2022-2023 Olağan Seçimli Genel Kurul Açılış Konuşması

Rusya’nın Ukrayna’ya açtığı savaş ne yazık ki devam ediyor. Savaşın yarattığı göç ve sıkıntıların yanında, dünya gıda krizine doğru gidiyor. Bitmeyen bir savaş, masumları, çocukları, kadınları etkilemeye devam ediyor. Savaş, insanlığı da geleceği de tehdit ediyor. Nükleer santrallere yapılacak bir saldırı tehlikesi devam ediyor. Savaşların bir önce bitmesini istiyoruz.

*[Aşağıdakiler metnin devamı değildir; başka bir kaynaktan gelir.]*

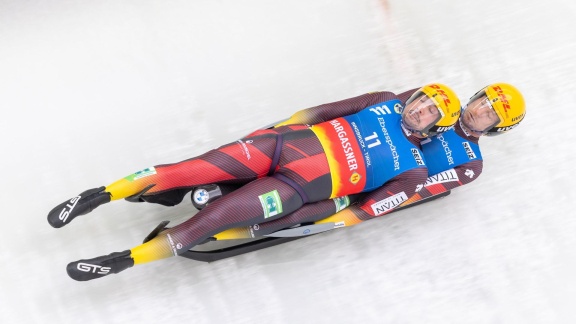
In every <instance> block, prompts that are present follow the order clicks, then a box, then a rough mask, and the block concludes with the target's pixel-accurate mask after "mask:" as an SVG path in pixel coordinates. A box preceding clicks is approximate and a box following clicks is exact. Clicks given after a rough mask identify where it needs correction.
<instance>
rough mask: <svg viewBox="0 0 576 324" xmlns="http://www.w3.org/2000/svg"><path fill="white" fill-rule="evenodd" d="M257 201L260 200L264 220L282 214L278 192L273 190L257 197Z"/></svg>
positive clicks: (280, 204) (281, 206) (281, 208)
mask: <svg viewBox="0 0 576 324" xmlns="http://www.w3.org/2000/svg"><path fill="white" fill-rule="evenodd" d="M258 199H260V203H261V204H262V210H263V211H264V218H268V217H272V216H275V215H278V214H280V213H281V212H282V200H280V195H279V194H278V190H273V191H270V192H267V193H265V194H263V195H261V196H258Z"/></svg>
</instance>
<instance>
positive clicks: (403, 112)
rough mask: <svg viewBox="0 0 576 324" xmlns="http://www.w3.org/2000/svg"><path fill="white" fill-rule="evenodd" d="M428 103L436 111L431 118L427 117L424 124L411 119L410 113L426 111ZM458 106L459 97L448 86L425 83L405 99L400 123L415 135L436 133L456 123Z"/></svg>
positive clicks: (418, 120) (437, 83)
mask: <svg viewBox="0 0 576 324" xmlns="http://www.w3.org/2000/svg"><path fill="white" fill-rule="evenodd" d="M417 100H418V101H417ZM419 103H421V104H419ZM430 103H432V104H433V105H434V106H435V107H436V109H437V112H438V113H435V112H434V114H435V118H434V119H433V120H428V119H427V121H428V122H427V123H426V124H422V123H419V121H420V120H416V119H414V120H411V117H410V116H411V115H416V114H418V113H422V112H426V109H429V108H430ZM460 108H461V107H460V99H458V96H457V95H456V93H455V92H454V90H452V89H451V88H450V87H448V86H447V85H444V84H441V83H431V84H427V85H425V86H423V87H422V88H420V89H419V90H418V91H416V92H414V94H412V96H410V98H409V99H408V100H406V105H405V107H404V110H403V111H402V123H403V125H404V127H406V128H407V129H408V130H410V131H411V132H413V133H416V134H417V135H420V136H423V137H427V136H432V135H436V134H438V133H441V132H445V131H447V130H448V129H449V128H450V127H452V126H453V125H454V124H456V122H457V121H458V117H460Z"/></svg>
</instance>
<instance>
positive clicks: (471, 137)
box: [213, 83, 526, 240]
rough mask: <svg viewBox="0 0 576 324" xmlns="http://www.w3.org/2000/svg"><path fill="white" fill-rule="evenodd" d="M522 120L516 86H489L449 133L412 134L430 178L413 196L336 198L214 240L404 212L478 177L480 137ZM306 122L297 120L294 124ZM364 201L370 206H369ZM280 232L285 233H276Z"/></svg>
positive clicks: (300, 230) (249, 236)
mask: <svg viewBox="0 0 576 324" xmlns="http://www.w3.org/2000/svg"><path fill="white" fill-rule="evenodd" d="M416 97H418V94H415V95H414V96H413V98H416ZM406 112H407V111H406ZM525 115H526V104H525V101H524V97H523V96H522V93H521V92H520V91H519V90H518V89H517V88H516V87H514V86H513V85H511V84H507V83H493V84H490V85H488V86H486V87H484V88H482V89H481V90H480V91H478V92H477V93H476V94H474V96H472V97H471V98H470V100H469V101H468V103H467V104H466V106H464V107H462V113H461V115H460V118H459V120H458V122H457V123H456V124H455V125H454V126H453V127H450V129H448V130H446V131H445V132H442V133H439V134H436V135H434V136H430V137H428V138H424V136H422V134H420V133H419V132H417V131H415V134H414V135H415V136H416V137H419V138H423V139H422V140H421V141H420V147H421V150H422V151H423V153H424V159H425V161H426V166H427V168H428V175H429V176H428V178H427V179H426V181H425V182H424V183H422V184H419V185H418V186H417V188H416V190H415V191H416V192H415V194H414V195H412V197H410V198H408V199H406V200H404V199H403V198H404V197H398V196H396V197H395V196H391V197H390V198H388V199H385V200H381V201H374V200H372V201H370V200H367V199H366V198H364V199H362V196H364V195H365V194H360V195H354V196H349V197H339V198H336V199H334V201H320V202H317V203H315V204H308V205H305V206H303V207H302V208H300V209H299V210H298V211H296V212H294V213H292V214H290V215H288V216H286V217H284V218H281V219H278V220H275V221H272V222H267V223H263V224H252V225H251V226H247V227H243V228H233V229H229V230H226V231H224V232H222V233H218V234H216V235H214V237H213V238H214V239H215V240H231V239H241V238H255V237H262V236H268V235H272V236H275V237H284V236H289V235H290V236H292V235H295V234H294V233H296V232H298V235H302V232H304V231H307V232H308V233H310V234H314V233H317V232H322V231H326V230H331V229H335V228H339V227H345V226H352V225H356V224H358V223H361V222H363V221H366V220H369V219H372V217H373V214H372V213H371V212H370V208H368V207H372V206H374V207H375V208H380V209H381V210H386V212H388V210H387V209H388V208H390V207H392V208H390V211H392V210H394V209H395V208H397V207H398V205H400V207H405V206H408V205H410V204H413V203H416V202H419V201H422V200H424V199H427V198H429V197H432V196H436V195H441V194H442V193H445V192H447V191H449V190H451V189H454V188H457V187H459V186H463V185H465V184H468V183H470V182H472V181H474V180H476V179H477V178H478V177H479V176H480V174H481V173H482V168H483V159H482V154H481V151H480V147H479V145H478V141H479V139H480V137H481V136H490V137H492V136H496V135H500V134H504V133H506V132H508V131H510V130H512V129H513V128H515V127H516V126H518V125H519V124H520V122H521V121H522V120H523V119H524V117H525ZM309 119H310V118H309ZM309 119H305V118H299V119H298V121H308V120H309ZM407 120H409V119H408V118H407ZM408 127H410V126H409V125H408ZM440 130H443V129H440ZM444 130H445V129H444ZM392 181H394V180H392ZM368 195H369V194H368ZM358 199H362V201H364V204H362V205H352V206H351V207H348V208H346V207H347V204H348V203H350V202H354V201H356V200H358ZM367 201H370V202H371V203H372V204H367V203H366V202H367ZM375 204H376V205H375ZM312 209H313V211H312ZM322 216H324V217H322ZM302 223H313V224H311V225H307V226H304V227H301V228H297V229H292V228H290V227H291V226H294V225H297V224H302ZM282 229H286V230H284V231H280V230H282Z"/></svg>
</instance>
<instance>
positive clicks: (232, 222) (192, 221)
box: [67, 177, 303, 281]
mask: <svg viewBox="0 0 576 324" xmlns="http://www.w3.org/2000/svg"><path fill="white" fill-rule="evenodd" d="M302 204H303V201H302V198H301V197H300V195H299V194H298V192H297V191H296V190H295V189H294V188H292V187H291V186H290V185H288V184H286V183H285V182H283V181H280V180H278V179H275V178H272V177H265V178H262V179H258V180H255V181H253V182H251V183H249V184H247V185H245V186H244V187H242V188H240V189H238V190H236V191H235V192H233V193H231V194H229V195H227V196H225V197H222V198H220V199H219V200H216V201H215V202H214V203H212V204H210V205H208V206H207V207H206V208H204V209H203V210H201V211H200V212H198V214H196V215H195V216H194V217H192V218H190V219H189V220H187V221H185V222H184V223H182V224H179V225H177V226H175V227H172V228H170V229H167V230H165V231H163V232H161V233H160V234H158V236H156V237H155V238H153V239H152V240H150V241H148V242H146V243H144V244H142V245H139V246H137V247H135V248H133V249H131V250H127V251H124V252H118V253H113V254H110V255H108V256H103V257H98V258H94V259H89V260H79V261H76V262H72V263H70V264H69V265H68V267H67V271H68V274H69V275H70V277H72V278H73V279H75V280H81V281H83V280H91V279H95V278H100V277H103V276H105V275H108V274H110V273H118V272H120V271H123V270H125V269H127V268H129V267H132V266H133V265H134V264H140V263H146V262H150V261H155V260H159V259H163V258H167V257H170V256H174V255H177V254H179V253H182V252H184V251H187V250H188V249H190V248H191V247H193V246H195V245H197V244H199V243H201V242H203V241H205V240H206V239H207V238H208V237H211V236H213V235H214V234H216V233H219V232H221V231H223V230H225V229H227V228H231V227H239V226H247V225H251V224H257V223H262V222H266V221H270V220H274V219H277V218H280V217H282V216H284V215H287V214H290V213H291V212H293V211H295V210H297V209H298V208H299V207H301V206H302ZM94 269H97V270H94ZM102 269H103V270H102Z"/></svg>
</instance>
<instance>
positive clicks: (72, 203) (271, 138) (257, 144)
mask: <svg viewBox="0 0 576 324" xmlns="http://www.w3.org/2000/svg"><path fill="white" fill-rule="evenodd" d="M283 130H284V129H282V130H280V131H283ZM277 132H278V131H272V132H268V133H265V134H260V135H258V136H252V137H248V138H245V139H242V140H239V141H236V142H233V143H230V144H227V145H224V146H221V147H220V148H218V149H215V150H211V151H209V152H207V153H205V154H202V155H200V156H198V157H195V158H192V159H188V160H185V161H182V162H179V163H174V164H164V165H157V166H154V167H150V168H147V169H144V170H142V171H139V172H136V173H134V174H131V175H129V176H127V177H124V178H122V179H120V180H118V181H115V182H113V183H112V184H110V185H107V186H103V187H100V188H95V189H90V190H87V191H85V192H83V193H81V194H79V195H78V196H76V197H74V198H72V199H70V200H69V201H66V202H64V203H62V204H60V205H58V206H56V207H55V208H54V209H52V211H50V213H49V214H48V222H49V223H50V225H52V226H53V227H62V226H64V225H66V224H68V223H69V222H70V221H71V220H72V219H73V218H75V217H77V216H80V215H84V214H87V213H89V212H90V211H92V210H93V209H95V208H96V207H98V206H100V205H101V204H104V203H107V202H110V201H111V200H118V199H122V198H128V199H129V200H131V201H148V202H156V203H161V204H163V205H168V206H172V205H175V204H177V203H179V202H180V201H182V198H183V197H184V195H185V194H186V193H187V192H188V191H190V190H191V188H192V187H195V186H198V185H202V184H210V183H248V182H250V181H252V180H254V179H257V178H260V177H263V176H266V175H267V174H268V173H269V172H271V165H272V163H273V159H274V154H275V152H276V151H277V150H279V148H277V145H276V144H277V138H278V135H277V134H275V133H277Z"/></svg>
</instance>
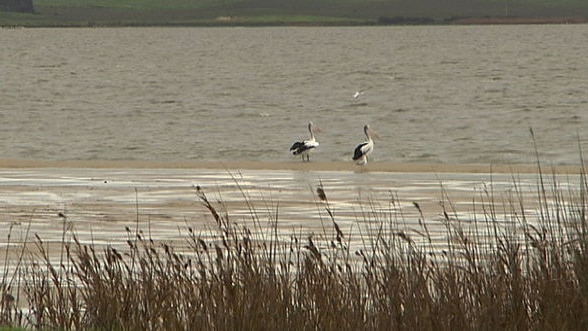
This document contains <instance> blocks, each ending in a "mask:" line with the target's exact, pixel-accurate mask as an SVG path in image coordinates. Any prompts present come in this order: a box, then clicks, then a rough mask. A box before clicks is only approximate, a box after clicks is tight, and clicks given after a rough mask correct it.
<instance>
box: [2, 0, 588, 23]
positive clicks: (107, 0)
mask: <svg viewBox="0 0 588 331" xmlns="http://www.w3.org/2000/svg"><path fill="white" fill-rule="evenodd" d="M34 7H35V14H18V13H6V12H0V25H2V26H118V25H187V26H193V25H281V24H289V25H292V24H298V25H356V24H358V25H359V24H362V25H363V24H365V25H369V24H378V23H388V24H389V23H401V24H403V23H422V22H427V23H448V22H452V20H454V19H455V18H463V17H475V18H480V17H482V18H488V17H519V18H528V17H579V18H581V19H586V18H587V17H588V1H585V0H245V1H241V0H34ZM399 18H400V20H399Z"/></svg>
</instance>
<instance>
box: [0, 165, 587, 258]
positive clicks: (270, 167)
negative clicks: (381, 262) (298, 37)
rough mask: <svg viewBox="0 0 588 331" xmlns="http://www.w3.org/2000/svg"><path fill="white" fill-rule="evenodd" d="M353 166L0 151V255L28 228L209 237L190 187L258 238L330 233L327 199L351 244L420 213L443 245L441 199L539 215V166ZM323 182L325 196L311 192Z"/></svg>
mask: <svg viewBox="0 0 588 331" xmlns="http://www.w3.org/2000/svg"><path fill="white" fill-rule="evenodd" d="M358 168H359V167H357V166H355V165H354V164H352V163H318V162H317V163H315V162H311V163H302V162H287V163H281V162H270V163H268V162H247V161H244V162H243V161H239V162H224V163H214V162H210V163H207V162H185V163H184V162H180V163H157V162H136V161H83V162H82V161H59V162H56V161H22V160H21V161H16V160H3V161H0V233H3V234H4V235H3V236H2V237H1V238H0V259H4V258H5V256H9V257H10V259H9V260H10V261H11V262H10V263H9V264H11V265H14V264H12V263H13V262H14V261H15V257H16V256H18V254H19V253H20V252H21V250H22V249H23V247H25V246H26V248H27V250H32V251H34V249H33V245H31V242H32V241H33V240H34V235H35V234H37V235H39V236H40V237H41V238H42V239H43V242H44V243H45V245H47V247H49V248H50V255H51V257H52V259H57V258H58V257H59V254H60V253H61V249H60V248H59V247H60V246H59V243H61V242H62V241H64V240H65V241H66V242H67V241H71V240H72V237H73V235H75V236H77V238H78V239H79V240H80V241H81V242H82V243H83V244H93V245H97V246H106V245H110V246H117V247H119V248H121V249H124V248H125V245H126V241H127V240H128V239H129V238H132V234H130V233H128V232H126V231H125V229H126V228H129V229H132V231H133V232H134V231H136V230H139V231H142V232H143V233H144V234H145V235H146V236H148V237H149V238H151V239H153V240H154V241H156V242H167V243H172V244H175V245H185V240H186V235H187V229H188V228H189V227H190V228H192V229H194V231H195V232H196V233H198V234H200V235H201V236H202V237H203V238H214V236H215V231H217V230H216V229H215V223H214V220H213V219H212V217H211V215H210V213H209V212H208V211H207V210H206V208H205V207H204V206H203V205H202V202H201V201H200V200H199V199H198V197H197V195H196V187H200V189H201V190H203V191H204V192H205V193H206V194H207V196H208V197H209V198H210V200H211V201H214V203H215V204H216V205H217V207H218V208H219V209H220V210H221V211H223V212H226V214H228V215H229V218H230V220H231V221H233V222H236V223H239V224H240V225H243V226H247V227H251V228H253V230H254V234H255V235H256V236H259V238H261V239H263V238H268V237H269V236H270V235H271V234H270V233H271V230H272V224H274V222H277V226H278V232H279V236H280V238H281V240H285V241H287V240H289V238H290V237H291V235H293V234H297V235H299V236H300V237H301V238H306V236H309V235H313V236H318V237H325V236H327V237H328V236H329V235H333V231H334V228H333V225H332V221H331V219H330V217H329V215H328V213H327V212H326V208H329V209H330V210H331V211H333V213H334V218H335V221H336V222H337V224H338V226H339V227H340V228H341V230H342V231H343V232H344V233H345V234H346V235H347V240H349V243H350V245H352V246H354V248H360V247H361V246H362V245H363V244H365V243H366V239H367V242H369V238H370V237H371V236H372V235H373V234H374V231H376V229H377V228H378V227H379V225H382V224H383V225H384V228H385V231H386V232H387V233H396V232H398V231H403V232H405V233H408V234H409V235H412V236H413V239H415V240H423V241H424V238H423V237H422V233H423V228H422V227H421V225H420V219H421V218H424V220H425V221H426V222H427V224H428V229H427V230H428V231H430V232H431V236H432V238H433V243H434V245H435V246H436V247H437V246H438V247H441V246H443V245H445V244H446V243H447V242H448V235H449V234H448V231H447V227H446V225H445V224H444V216H443V211H444V209H443V206H445V207H446V208H447V211H448V212H449V213H450V214H451V217H452V218H453V219H455V220H456V221H458V222H459V223H461V224H462V225H463V226H465V227H466V228H468V227H469V226H470V225H472V224H474V223H475V222H474V220H476V219H483V214H481V213H482V211H481V210H482V208H481V207H482V204H488V203H490V202H489V201H490V200H491V199H490V197H489V196H488V194H490V195H492V196H493V197H494V198H495V199H496V206H495V207H496V208H497V209H496V210H495V213H496V215H495V217H496V219H497V221H498V222H500V223H503V224H505V225H508V224H509V223H512V222H513V214H514V213H513V211H512V210H511V208H512V206H511V205H509V201H513V200H514V201H516V200H517V199H523V200H524V206H525V212H526V213H528V216H529V220H530V222H532V219H533V217H535V215H537V214H538V213H537V212H536V210H537V203H536V200H537V185H538V184H537V183H538V181H537V178H538V174H537V170H536V167H532V166H516V167H510V166H476V165H458V166H450V165H436V164H435V165H423V164H421V165H418V164H417V165H413V164H391V163H390V164H382V163H373V164H370V165H368V168H367V169H365V170H367V171H365V172H358ZM542 171H545V172H546V173H549V176H546V177H548V178H546V179H547V180H546V183H547V185H551V184H550V180H551V179H552V177H553V176H551V174H552V173H553V172H555V173H557V174H558V175H557V178H556V180H557V181H558V182H560V181H561V183H563V185H562V186H559V187H560V188H561V189H562V190H575V189H577V187H578V183H579V180H578V177H579V176H577V175H576V174H577V173H578V172H579V168H574V167H559V168H553V169H551V168H544V169H543V170H542ZM319 185H323V187H324V190H325V192H326V195H327V197H328V204H327V203H326V202H325V201H322V200H320V199H319V198H318V197H317V195H316V188H317V187H318V186H319ZM516 192H519V193H520V194H516V195H514V193H516ZM415 203H416V204H418V206H419V207H420V209H421V212H422V214H421V213H420V212H419V211H418V210H417V208H415ZM492 203H494V202H492ZM515 205H516V204H515ZM522 205H523V204H521V206H522ZM487 206H488V205H486V207H487ZM476 214H478V215H476ZM8 234H10V238H8ZM472 235H474V236H475V235H481V234H472ZM317 242H319V241H318V240H317ZM6 254H8V255H6Z"/></svg>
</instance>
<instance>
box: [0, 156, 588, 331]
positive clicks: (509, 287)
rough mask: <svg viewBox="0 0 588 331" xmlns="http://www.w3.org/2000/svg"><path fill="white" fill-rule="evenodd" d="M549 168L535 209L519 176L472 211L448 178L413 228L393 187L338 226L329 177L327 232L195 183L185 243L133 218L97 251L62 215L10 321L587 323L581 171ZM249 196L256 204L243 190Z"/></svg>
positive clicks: (37, 249) (235, 325)
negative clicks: (552, 172)
mask: <svg viewBox="0 0 588 331" xmlns="http://www.w3.org/2000/svg"><path fill="white" fill-rule="evenodd" d="M538 167H539V173H538V179H537V192H536V194H537V199H536V201H533V203H535V204H536V205H537V206H538V213H530V212H529V208H528V207H527V206H526V203H528V202H527V201H524V200H523V199H522V191H521V189H520V188H519V186H518V185H517V181H516V178H515V177H513V183H514V187H515V189H514V190H513V191H512V192H511V193H510V195H508V196H506V197H504V196H499V195H498V194H497V193H495V192H493V190H492V185H491V184H490V185H488V186H487V187H486V188H485V189H484V190H483V191H482V192H481V193H480V194H479V196H475V197H472V200H474V201H475V203H474V205H475V211H474V213H473V216H472V217H467V218H466V217H463V216H460V214H459V211H458V210H457V208H456V207H455V206H453V205H452V203H451V200H450V199H449V197H447V196H446V195H444V194H443V188H442V187H441V191H442V196H443V201H442V203H441V206H440V208H441V209H440V213H439V214H440V215H442V217H441V219H440V220H429V219H426V218H425V216H424V213H423V212H422V210H421V207H420V205H419V204H418V203H416V202H415V203H413V205H412V207H410V208H415V209H416V211H417V215H418V218H419V219H418V220H417V222H415V223H414V224H418V228H415V229H407V228H406V226H403V224H404V225H405V224H406V223H407V220H406V219H405V216H404V215H405V211H403V210H402V209H403V208H401V206H400V204H398V203H397V202H398V201H399V197H397V196H392V197H391V199H390V205H389V206H386V208H381V207H382V206H377V205H376V202H372V203H373V204H368V206H371V207H368V208H366V210H361V211H360V212H359V213H358V220H359V221H361V222H359V223H362V224H364V226H362V227H359V226H358V229H357V230H358V231H357V232H359V233H360V234H359V236H360V238H359V240H356V239H358V238H353V240H352V238H351V236H352V233H351V231H350V233H344V232H343V231H342V230H341V227H340V226H339V224H338V223H337V218H336V213H335V211H334V208H333V206H332V205H331V203H330V201H329V196H328V188H325V187H324V186H323V185H322V183H320V184H319V186H318V187H317V188H316V200H315V203H316V206H317V213H318V214H319V216H320V219H321V221H322V222H323V227H322V232H321V233H319V234H315V235H311V236H305V235H303V234H302V233H298V234H296V233H294V234H292V235H291V237H289V238H286V239H284V238H283V237H281V236H279V235H278V232H277V226H278V221H279V202H275V201H272V200H271V199H268V201H267V203H266V205H264V206H262V207H259V206H254V205H253V204H252V203H250V202H248V203H247V205H248V208H249V216H250V219H249V221H248V222H246V221H245V220H241V219H237V220H234V219H233V218H232V217H231V216H230V210H228V208H227V206H225V205H224V204H223V202H222V201H213V200H211V199H210V198H209V197H208V195H207V194H206V192H204V190H202V189H201V188H199V187H198V188H196V191H195V193H196V198H197V200H198V202H199V204H201V206H202V207H203V208H205V210H207V211H208V212H209V214H210V220H211V222H210V231H202V232H197V231H194V229H192V228H190V227H187V228H186V229H185V243H184V244H183V245H177V246H172V245H169V244H165V243H157V242H154V241H153V240H152V239H151V238H150V237H149V235H148V234H145V233H144V232H143V231H142V230H141V229H140V227H139V226H137V227H136V228H135V229H130V228H126V232H127V236H128V237H127V239H128V240H127V242H126V247H125V248H124V249H121V248H119V249H117V248H115V247H107V248H103V249H100V248H97V247H95V246H93V245H86V244H81V243H80V242H79V241H78V240H77V239H76V238H75V236H73V237H72V239H71V240H68V239H67V238H68V236H66V235H65V232H67V231H68V230H67V227H66V226H65V223H64V226H63V229H64V230H63V231H64V235H63V236H62V238H63V239H62V243H61V244H62V246H61V247H62V249H63V250H62V252H63V253H62V254H61V256H60V257H59V260H58V261H54V260H52V259H51V257H50V255H49V254H48V251H47V248H46V245H45V244H44V242H43V240H42V238H41V237H39V236H36V237H35V239H34V240H33V242H34V244H35V249H34V252H35V254H34V255H33V256H32V257H31V261H30V263H28V262H27V263H23V264H22V265H21V266H20V267H19V268H18V272H17V273H16V274H15V275H14V277H20V279H19V280H18V281H19V283H20V284H23V288H24V297H25V298H26V300H27V302H28V305H29V310H28V311H27V312H25V313H24V316H23V312H22V310H21V311H20V315H19V311H18V309H17V307H15V306H14V305H11V304H10V303H9V302H8V301H9V300H6V298H9V297H8V296H9V295H12V294H10V293H12V291H14V289H15V286H14V284H15V282H16V280H15V281H9V278H11V277H8V276H7V275H3V278H2V284H1V285H2V287H0V290H1V291H2V295H3V298H5V299H4V300H3V301H2V303H1V304H0V313H1V314H0V324H2V325H7V326H24V327H28V328H34V329H60V330H74V329H75V330H80V329H84V330H85V329H95V330H103V329H104V330H163V329H184V330H188V329H190V330H191V329H194V330H201V329H206V330H235V329H241V330H277V329H285V330H309V329H310V330H400V329H410V330H415V329H418V330H455V329H462V330H495V329H517V330H531V329H566V330H580V329H582V330H585V329H587V328H588V239H587V238H588V237H587V235H588V223H587V219H586V206H587V195H586V192H588V183H587V180H586V176H585V172H583V174H582V175H581V176H580V177H579V180H580V185H579V186H575V187H579V189H578V190H572V189H566V188H564V187H562V186H561V185H560V183H558V182H557V180H556V178H555V176H553V177H552V176H550V174H546V173H544V169H543V167H542V165H541V164H540V163H538ZM236 181H237V180H236ZM243 198H244V199H245V200H248V195H247V192H245V191H243ZM368 200H369V197H368ZM499 208H501V209H502V210H501V212H500V213H499V212H498V210H497V209H499ZM382 210H384V211H382ZM498 214H503V215H504V214H506V215H510V216H509V217H510V219H509V220H508V222H505V221H504V220H502V219H500V217H498V216H497V215H498ZM138 221H139V220H138V219H137V224H138ZM63 222H66V219H65V217H64V219H63ZM439 222H440V223H441V224H442V225H443V226H444V229H445V234H446V238H447V240H446V242H445V243H443V245H441V246H439V242H438V240H437V239H435V238H433V236H434V231H431V228H432V227H433V226H436V225H438V224H437V223H439ZM246 224H249V225H246ZM267 224H269V226H268V225H267ZM354 233H356V232H354ZM352 241H353V242H359V243H360V247H357V245H352ZM22 256H24V254H22V255H21V257H22ZM4 264H5V265H6V264H7V262H4ZM15 316H21V317H20V318H18V319H15V318H14V317H15Z"/></svg>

Doğayla barışık yaşamamanın sıkıntısını çekiyoruz. İklim değişikliği ve kuraklık ülkemizi de tehdit etmeye başlıyor. Aşırı sıcaklık ve su kaynaklarımızın tükenmeye başlaması, gelecek için tedbirler almamız adına bizi uyarıyor. Daha çok maden için, daha çok döviz gelecek diye akciğerlerimiz, ormanlarımız yok ediliyor, sağlık kaynağı zeytinliklerimiz yok ediliyor. Ne yazık ki ne kadar mücadele edilse de doğal kaynaklarımızı, ormanlarımızı, zeytinliklerimizi kaybediyoruz. Bir Kızılderili atasözünü tekrar hatırlatmak istiyorum. “Yeryüzü, bize atalarımızdan miras kalmadı, çocuklarımızdan ödünç aldık.” Bizler de doğayı miras olarak düşünmeyip, koruyarak, geliştirerek geleceğe, çocuklarımıza ulaştırmak zorundayız.

2022 yılını ekonomik anlamda kötü geçirdik, ne yazık ki acı reçeteyi biz çekmek zorunda kaldık ve uzun sürede çekeceğiz görünüyor. Yüksek enflasyon, rekor kıran dolar kuru ile cari açık ve dış ticaret açığı büyümeye devam ediyor. Açıklanan Orta Vadeli Plan’da ilaç ve sağlıkla ilgili

  • “Akılcı ilaç kullanımı teşvik edilerek, ilaç ve tedavi harcamalarını rasyonelleştirecek tedbirler alınacaktır.
  • Devlet Malzeme Ofisi ile birlikte Sağlık Market uygulamasının kapsamı genişletilerek ilaç ve medikal malzeme tedarik zinciri daha da güçlendirilecektir.
  • Sağlık hizmetlerinin geri ödemesinde risk analizini ve hizmet sunucularının davranışlarını dikkate alan denetim modelleri geliştirecektir.
  • Sağlık hizmetlerinin finansmanında değer bazlı geri ödeme yöntemlerinin kullanılması sağlanacak, ödenen ilaç ve tedavilere yönelik düzenli aralıklarla geriye dönük analizler yapılarak ödeme listelerinin etkinliği arttırılacaktır.” Maddeleri önümüzdeki süreçte tasarruflar, tedbirler ve denetimlerin olacağını haberdar etmektedir.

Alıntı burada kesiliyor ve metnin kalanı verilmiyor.